Seuls les maires parviennent à susciter majoritairement la confiance
"Méfiance", voire "dégoût" : la défiance des Français vis-à-vis des institutions et acteurs politiques, au premier chef Emmanuel Macron, est au plus haut en pleine crise des "gilets jaunes", seuls les maires parvenant encore à trouver grâce aux yeux des électeurs. Le 10e baromètre annuel de la confiance politique du Cevipof (SciencesPo) (1), publié vendredi 11 janvier 2019 par le Cevipof, dresse un bilan inquiétant de la santé démocratique du pays, avec des "niveaux de défiance alarmants" selon son directeur, Martial Foucault.

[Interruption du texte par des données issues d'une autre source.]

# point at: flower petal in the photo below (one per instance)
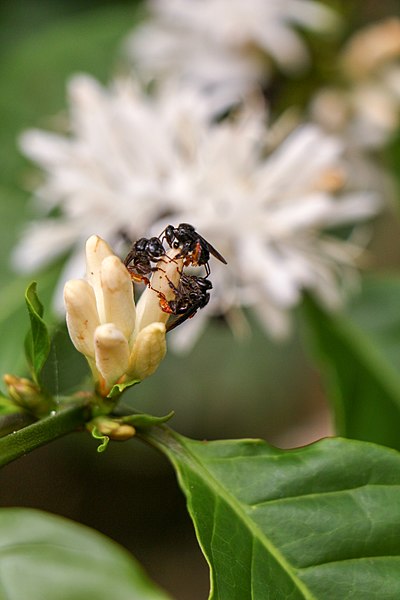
(119, 303)
(82, 316)
(96, 251)
(149, 350)
(112, 353)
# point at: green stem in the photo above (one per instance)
(33, 436)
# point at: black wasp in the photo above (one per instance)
(194, 249)
(191, 294)
(142, 254)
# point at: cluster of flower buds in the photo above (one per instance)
(124, 343)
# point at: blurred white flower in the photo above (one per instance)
(366, 111)
(115, 172)
(137, 163)
(121, 342)
(225, 47)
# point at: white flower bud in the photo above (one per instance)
(102, 322)
(82, 316)
(119, 303)
(111, 352)
(148, 351)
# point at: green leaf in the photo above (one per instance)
(118, 388)
(47, 557)
(95, 433)
(317, 522)
(359, 353)
(144, 421)
(37, 343)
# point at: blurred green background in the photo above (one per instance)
(222, 389)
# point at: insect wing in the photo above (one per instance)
(213, 251)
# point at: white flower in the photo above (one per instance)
(115, 172)
(120, 342)
(367, 110)
(265, 209)
(225, 47)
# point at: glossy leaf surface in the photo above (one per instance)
(37, 342)
(47, 557)
(317, 522)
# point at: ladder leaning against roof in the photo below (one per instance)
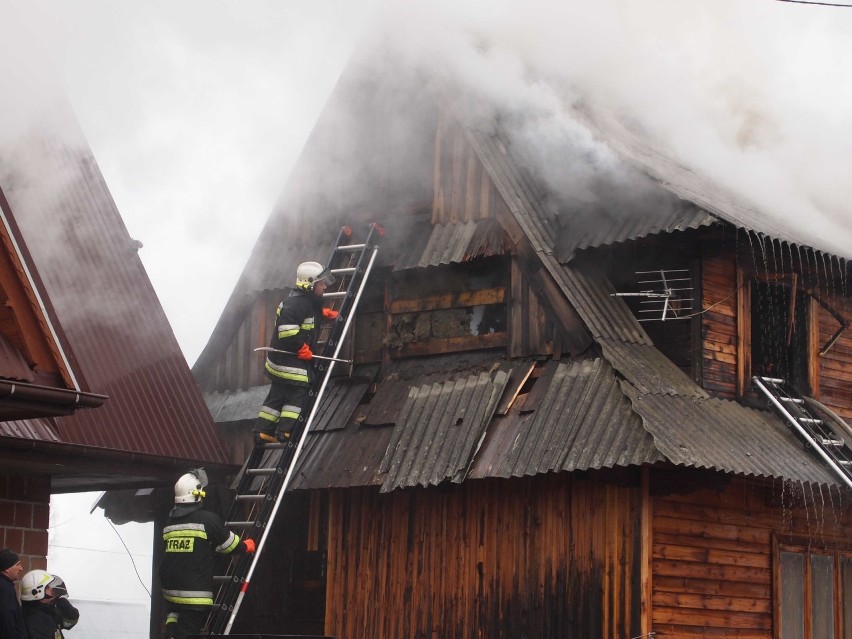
(812, 429)
(264, 480)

De toutes les institutions politiques, seuls les maires parviennent à susciter majoritairement la confiance (58%, +3 points), traduisant une forte demande de proximité des électeurs. La cote de confiance du président Emmanuel Macron est à son plus bas historique (23%), soit 13 points de moins que l'an passé, ainsi que celle du Premier ministre, Édouard Philippe, (25%) qui perd 11 points. Et les députés (31%, -4 points) ne sont pas beaucoup mieux lotis.

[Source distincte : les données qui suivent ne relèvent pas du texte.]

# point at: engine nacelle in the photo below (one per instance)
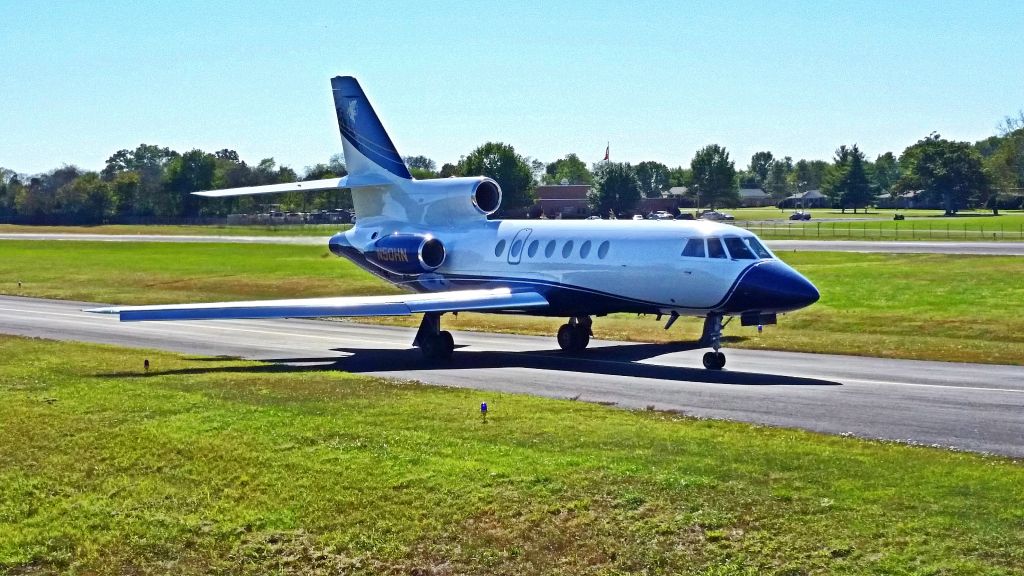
(407, 253)
(487, 197)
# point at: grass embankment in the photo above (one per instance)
(216, 465)
(920, 224)
(131, 230)
(930, 306)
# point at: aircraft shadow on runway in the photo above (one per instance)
(619, 360)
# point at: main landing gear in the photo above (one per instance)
(713, 337)
(576, 335)
(434, 342)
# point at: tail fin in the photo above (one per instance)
(368, 149)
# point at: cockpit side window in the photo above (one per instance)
(738, 249)
(758, 248)
(715, 249)
(694, 248)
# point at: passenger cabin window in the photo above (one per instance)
(757, 247)
(715, 249)
(738, 249)
(694, 248)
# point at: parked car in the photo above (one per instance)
(716, 215)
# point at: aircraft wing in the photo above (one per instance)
(398, 304)
(308, 186)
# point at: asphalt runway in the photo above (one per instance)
(979, 248)
(965, 406)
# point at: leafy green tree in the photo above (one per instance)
(807, 174)
(847, 183)
(449, 170)
(570, 169)
(421, 163)
(511, 171)
(86, 200)
(653, 178)
(761, 163)
(713, 179)
(679, 176)
(945, 169)
(189, 172)
(886, 172)
(615, 189)
(778, 177)
(8, 181)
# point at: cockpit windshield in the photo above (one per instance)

Seuls 27% des sondés estiment que la démocratie fonctionne bien en France (-9 points) et à peine 14% (-2 points) jugent que les responsables politiques se préoccupent de ce que les "gens comme vous" pensent.
Selon l'étude du Cevipof, les Français voient ainsi majoritairement dans le mouvement des "gilets jaunes" un "renouvellement de la démocratie" (62%) plutôt qu'une "menace" pour celle-ci (34%). Le baromètre 2019 révèle aussi des évolutions de l'opinion en phase avec ce soutien. Le vote aux élections est ainsi de moins en moins perçu comme un bon moyen pour "exercer le plus d'influence sur les décisions prises en France" (55%, -6 points). En revanche, comme l'a démontré le mouvement des "gilets jaunes", manifester dans la rue est de plus en plus jugé comme une pratique efficace (42%, +16 points). Le référendum fait également l'objet d'une appréciation croissante puisque 70% des sondés (+8 points) estiment qu'il "devrait y avoir des référendums sur la plupart des questions importantes", en phase là aussi avec la demande d'instauration d'un référendum d'initiative citoyenne (RIC) portée par les "gilets jaunes" et leur appel à la démocratie directe.
(1) Enquête réalisée en ligne par Opinionway du 13 au 24 décembre 2018 auprès de 2.116 personnes de 18 ans et plus, selon la méthode des quotas. Marge d'erreur de 1 à 2,2 points.